Well, sometimes restraint and reason must be eschewed in a fit of seething rage. After hearing this latest set from Leeds-born London-based ‘dance-punk’ outfit, Hadouken!, feathers need to be spat. For The Masses is chock-full of cod-Prodigy, mock-Pendulum ‘excitement’ that sounds like a bunch of teenagers screaming at themselves in the mirror in between squeezing their spots and wondering why nobody’s tweeted them for the past 18 seconds.
Lyrically it’s awful. Musically it wants to be bigger, tougher and harder than it really is, like a 10-year-old picking on a four-year-old in a playground. In reality it’s about as hard as a knob of butter in a blast furnace. Yes, youthful, angst-ridden exuberance is all very exciting, but ultimately it’s a fruitless hormonal outburst that has all the constructive worth of clapping at the end of a film in the cinema.

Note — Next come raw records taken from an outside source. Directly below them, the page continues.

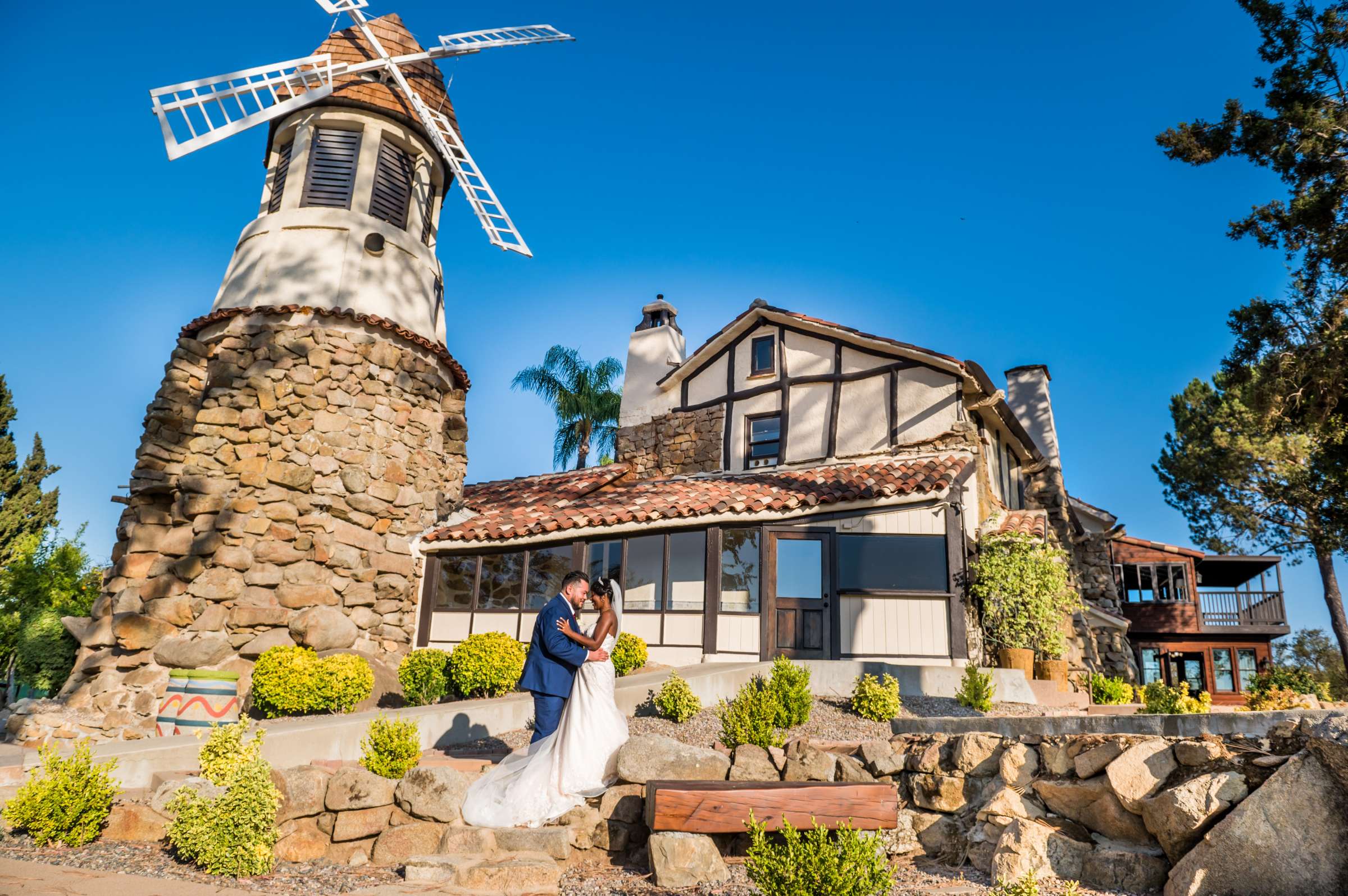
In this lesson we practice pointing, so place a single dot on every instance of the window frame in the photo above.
(749, 440)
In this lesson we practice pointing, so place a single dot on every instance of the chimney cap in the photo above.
(1030, 367)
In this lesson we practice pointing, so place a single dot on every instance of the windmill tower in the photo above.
(312, 423)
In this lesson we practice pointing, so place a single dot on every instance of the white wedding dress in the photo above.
(549, 778)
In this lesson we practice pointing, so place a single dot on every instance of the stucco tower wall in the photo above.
(288, 463)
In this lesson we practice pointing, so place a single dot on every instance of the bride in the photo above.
(552, 776)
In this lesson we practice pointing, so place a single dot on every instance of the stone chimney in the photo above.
(1028, 395)
(654, 349)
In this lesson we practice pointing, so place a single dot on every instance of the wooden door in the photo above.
(800, 589)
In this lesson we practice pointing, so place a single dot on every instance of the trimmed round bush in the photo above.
(486, 665)
(422, 677)
(629, 654)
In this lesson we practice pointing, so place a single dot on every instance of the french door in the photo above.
(801, 595)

Naming individual tracks and pinpointing their flaws is a foregone luxury when every track congeals into one amorphous clod of flaky, pubescent nothingness.
Like Embrace when it comes to expressing heartfelt emotion, Hadouken! believe they have punk attitude oozing out of every pore, but really they come across as snotty adolescents with an emotional range more limited than that of Paris Hilton. For The Masses puffs its chest up and swings its fists around in a cartoon style windmill while everyone with half a brain sits and sniggers behind their hand, hoping it grows up and calms down a bit.
Pendulum may seem weak when it comes to having any kind of firm attitude and strength to their drum-and-bass-castrated-for-mass-consumption sound, but Hadouken! make them sound like Ed Rush & Optical. Lame-arsed, flat productions with all the bollocks of a eunuch, Hadouken! trade in dance cliché after dance cliché and show no attempt to even venture slightly outside their shouty-indie-nu rave dumb and bass. This will only appeal to the band’s direct peers and, even then, there are masses of clued-up 18-year-olds out there who know one end of decent dance music from the other.
If the only way to make drum and bass appeal to ‘…The Masses’ (urgh) is to remove all semblance of genuine drama, tension and edge from it then perhaps it’s best left well alone. And if dance music is going to be inane, which a fair amount of it is, it should at least be joyful, unpretentious fun. This isn’t.
Maybe For The Masses will sell to the masses by the truckload. But then again so does Susan Boyle. This album is only worthy of more than one star for provoking a reaction. That, at least, is better than being merely another dull shade of musical grey. But only marginally.